Fiquei deveras atrapalhado… 
Não podia, por um lado, dizer que não há minha dedicada e querida avó mas, por outro, também não tinha o mínimo desejo de lhe executar aquela patusca promessa… 

- Onde já se viu uma pessoa fazer uma promessa religiosa para… outro cumprir, avó?- questionei-a.

- Não sei! Foi assim que eu prometi e tu vieste bem. Agora é de cumprir.

Estavamos neste impasse de decisão, com eu mais que atrapalhado com a questão, quando o meu pai, astuto e sabedor como era, veio em meu auxílio, sugerindo:

- Olhem uma coisa: e se perguntarmos ao sr. prior se ele tem alguma ideia sobre isso, de forma a que se possa cumprir a promessa da avó?

A avó Maria, entre compreensiva e ingénua:
- Está bem! Domingo perguntamos ao sr. prior.

Eu, conhecendo a ratice e inteligência do meu pai, “vi o filme” e aprovei, logicamente, a brilhante ideia.
- Boa ideia! Não é avó? Falamos com o sr. prior!

E falamos. Falamos no domingo seguinte, quando os dois fomos à sacristia, antes da missa, apresentar a promessa e ouvir do prior a forma de solucionar a questão…

Ele ouviu da avó Maria a promessa feita e de mim a minha atrapalhação e sugeriu de pronto:

- Então, para evitar esse esforço ao Victor, eu digo à Dª Maria que ponha nessas 3 missas a vela acesa num castiçal especial, que será colocado junto ao altar e a promessa ficará assim cumprida na mesma.
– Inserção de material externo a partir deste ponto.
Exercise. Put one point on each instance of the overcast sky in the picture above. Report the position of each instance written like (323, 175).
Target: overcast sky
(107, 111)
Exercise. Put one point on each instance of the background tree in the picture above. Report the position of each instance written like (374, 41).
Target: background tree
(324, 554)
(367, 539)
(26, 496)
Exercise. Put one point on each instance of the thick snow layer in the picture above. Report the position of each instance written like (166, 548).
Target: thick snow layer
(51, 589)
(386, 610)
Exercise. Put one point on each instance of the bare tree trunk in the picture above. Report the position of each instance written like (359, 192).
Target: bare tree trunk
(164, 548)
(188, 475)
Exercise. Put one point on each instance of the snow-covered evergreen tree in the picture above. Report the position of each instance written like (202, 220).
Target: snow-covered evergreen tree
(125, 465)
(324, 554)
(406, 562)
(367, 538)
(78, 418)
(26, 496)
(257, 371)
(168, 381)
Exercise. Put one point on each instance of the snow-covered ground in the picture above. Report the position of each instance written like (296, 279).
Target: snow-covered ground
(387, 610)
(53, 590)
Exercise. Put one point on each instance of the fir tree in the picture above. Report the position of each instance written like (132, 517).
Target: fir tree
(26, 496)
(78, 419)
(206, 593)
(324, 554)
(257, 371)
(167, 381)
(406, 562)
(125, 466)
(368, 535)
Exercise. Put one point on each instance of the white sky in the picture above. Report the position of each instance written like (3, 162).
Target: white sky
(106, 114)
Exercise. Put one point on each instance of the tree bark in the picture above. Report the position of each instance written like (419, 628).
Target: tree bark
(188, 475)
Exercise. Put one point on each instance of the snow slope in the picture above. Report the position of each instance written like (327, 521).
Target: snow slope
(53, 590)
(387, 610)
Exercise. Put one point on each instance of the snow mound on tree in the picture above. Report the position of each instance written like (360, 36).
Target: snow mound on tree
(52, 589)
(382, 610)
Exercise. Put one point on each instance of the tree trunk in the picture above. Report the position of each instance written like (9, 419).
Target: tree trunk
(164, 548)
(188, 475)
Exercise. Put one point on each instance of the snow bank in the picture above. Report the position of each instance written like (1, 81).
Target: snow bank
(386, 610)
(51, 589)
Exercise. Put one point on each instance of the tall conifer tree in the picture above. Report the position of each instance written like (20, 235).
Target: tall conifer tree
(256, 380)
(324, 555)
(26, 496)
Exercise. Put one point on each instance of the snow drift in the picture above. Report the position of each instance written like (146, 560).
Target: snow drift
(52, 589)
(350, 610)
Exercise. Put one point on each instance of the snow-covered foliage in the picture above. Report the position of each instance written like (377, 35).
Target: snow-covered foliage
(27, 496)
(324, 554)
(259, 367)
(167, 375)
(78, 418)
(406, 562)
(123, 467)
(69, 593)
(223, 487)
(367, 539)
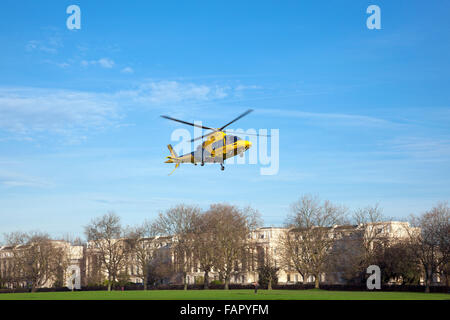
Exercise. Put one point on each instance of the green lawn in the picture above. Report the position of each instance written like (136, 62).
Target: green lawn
(225, 295)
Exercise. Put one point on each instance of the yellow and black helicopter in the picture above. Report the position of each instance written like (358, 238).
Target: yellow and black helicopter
(218, 146)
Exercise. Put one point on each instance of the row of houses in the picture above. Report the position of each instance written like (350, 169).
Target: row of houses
(84, 263)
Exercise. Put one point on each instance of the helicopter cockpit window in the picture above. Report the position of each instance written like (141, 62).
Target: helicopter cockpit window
(231, 139)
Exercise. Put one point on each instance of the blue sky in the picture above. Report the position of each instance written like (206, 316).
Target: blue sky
(363, 114)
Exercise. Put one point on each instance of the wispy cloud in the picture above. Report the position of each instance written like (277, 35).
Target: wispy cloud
(425, 148)
(32, 110)
(127, 70)
(337, 118)
(11, 179)
(49, 46)
(26, 110)
(164, 92)
(106, 63)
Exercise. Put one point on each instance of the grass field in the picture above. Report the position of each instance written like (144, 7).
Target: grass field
(312, 294)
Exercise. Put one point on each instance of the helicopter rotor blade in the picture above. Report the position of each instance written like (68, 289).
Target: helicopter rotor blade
(236, 119)
(203, 136)
(188, 123)
(248, 134)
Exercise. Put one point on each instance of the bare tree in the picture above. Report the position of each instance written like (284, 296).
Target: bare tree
(105, 235)
(145, 250)
(204, 245)
(181, 222)
(231, 231)
(307, 244)
(37, 259)
(368, 220)
(431, 240)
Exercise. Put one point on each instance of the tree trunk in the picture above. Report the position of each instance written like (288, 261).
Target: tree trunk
(317, 281)
(428, 278)
(206, 281)
(185, 280)
(145, 282)
(227, 283)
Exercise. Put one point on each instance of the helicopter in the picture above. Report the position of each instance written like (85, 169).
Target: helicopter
(218, 146)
Está bem, Dª Maria?

A doce avó Maria concordou e assim se fez e ela ficou de consciência tranquila para todo o sempre.

Só não soube, nem desconfiou minimamente que, durante a semana, eu e meu pai tínhamos dado conta da situação ao amigo padre Zé, tendo da conversa resultado essa airosa solução para a patusca promessa da querida e muito saudosa avó Maria… 

Uma querida!.

Que descanse em paz, que bem merece!

E que Zé Azevedo e filho não acabem penalizados pela pequenina habilidade!...

4 comentários:

Suzana Pratas disse...

ahahahah...!! Estou farta de rir à gargalhada! Parece que estou a ver a situação a acontecer!
"Então a avó fez a promessa para eu cumprir?!!" ehehhehe
Coitada, ficou a sofrer e ainda tinha que pagar a promessa?! Acho muito bem que o sofrimento seja partilhado. É assim mesmo....ehehehehe

Grande avô! Grande coração do padre Zé...
Adorei a história!!

Beijos padrinho

Victor Azevedo disse...

Quase sempre é necessária inteligência e experiência de vida para contornar soluções surgidas no quotidiano.
Foi o caso, Susana.
Na altura a situação foi muito comentada na família e a doce avó Maria criticada por fazer promessa para outro cumprir mas, ela, coitada, fê-lo no melhor dos propósitos e convicta que estava a ser amiga do neto e correcta no procedimento.
E o castiçal foi colocado no chão, junto ao altar e a avó Maria ficou de consciência tranquila. E...
o neto aliviado...

Suzana Pratas disse...

É sempre tão bom rever esta deliciosa história 🙂

Victor Azevedo disse...

Concordo, Suzana. E, no meu caso, que as vivi, por incrível que possa parecer, revejo-as na memória como se tivessem ocorrido há escassos dias atrás. Se gostava muito de cumprir o prometido pela Avó Maria, por outro não tinha a mínima vontade nem pachorra de passar as missas - e logo 3! - de vela acesa nas mãos... A solução encontrada foi a mais airosa e, vamos acreditar, a promessa foi cumprida.